The displayed image attributes are:

  • ID—Automatically generated UUID of the image
  • Name—Free form, human-readable name for image
  • Active—are available for use.
  • Server—For images that are created as snapshots of running instances, this is the UUID of the instance the snapshot derives from. For uploaded images, this field is blank.

Virtual hardware templates are called flavors. The default installation provides five flavors that are configurable by administrators.
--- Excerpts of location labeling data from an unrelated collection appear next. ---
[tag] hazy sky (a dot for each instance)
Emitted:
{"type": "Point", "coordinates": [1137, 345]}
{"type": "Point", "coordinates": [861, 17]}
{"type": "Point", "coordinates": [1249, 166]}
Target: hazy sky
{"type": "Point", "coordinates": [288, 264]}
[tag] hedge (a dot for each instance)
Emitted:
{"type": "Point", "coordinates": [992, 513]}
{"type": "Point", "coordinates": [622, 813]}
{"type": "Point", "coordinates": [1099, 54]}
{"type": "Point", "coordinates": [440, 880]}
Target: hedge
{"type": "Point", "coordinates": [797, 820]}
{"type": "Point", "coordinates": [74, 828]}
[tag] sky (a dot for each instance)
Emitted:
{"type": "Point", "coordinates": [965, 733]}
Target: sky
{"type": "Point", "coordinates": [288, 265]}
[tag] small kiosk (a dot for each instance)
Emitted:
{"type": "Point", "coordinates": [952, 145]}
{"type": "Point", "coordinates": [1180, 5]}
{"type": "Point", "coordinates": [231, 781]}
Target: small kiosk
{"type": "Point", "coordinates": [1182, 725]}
For a list of flavors that are available on your system:

$ openstack flavor list
+-------------+-------------------+-------+------+-----------+-------+-----------+
| ID          | Name              |   RAM | Disk | Ephemeral | VCPUs | Is Public |
+-------------+-------------------+-------+------+-----------+-------+-----------+
| <flavor_id> | m1.medium         |  4096 |   40 |         0 |     2 | True      |
| <flavor_id> | m1.xlarge-20      |  8000 |    0 |        30 |     2 | True      |
| <flavor_id> | m1.xlarge         | 16384 |  160 |         0 |     8 | True      |
| <flavor_id> | m1.large          |  8192 |   80 |         0 |     4 | True      |
| <flavor_id> | m1.small          |  2048 |   20 |         0 |     1 | True      |
+-------------+-------------------+-------+------+-----------+-------+-----------+

Compute Service Architecture

These basic categories describe the service architecture and information about the cloud controller.

API Server

At the heart of the cloud framework is an API server, which makes command and control of the hypervisor, storage, and networking programmatically available to users.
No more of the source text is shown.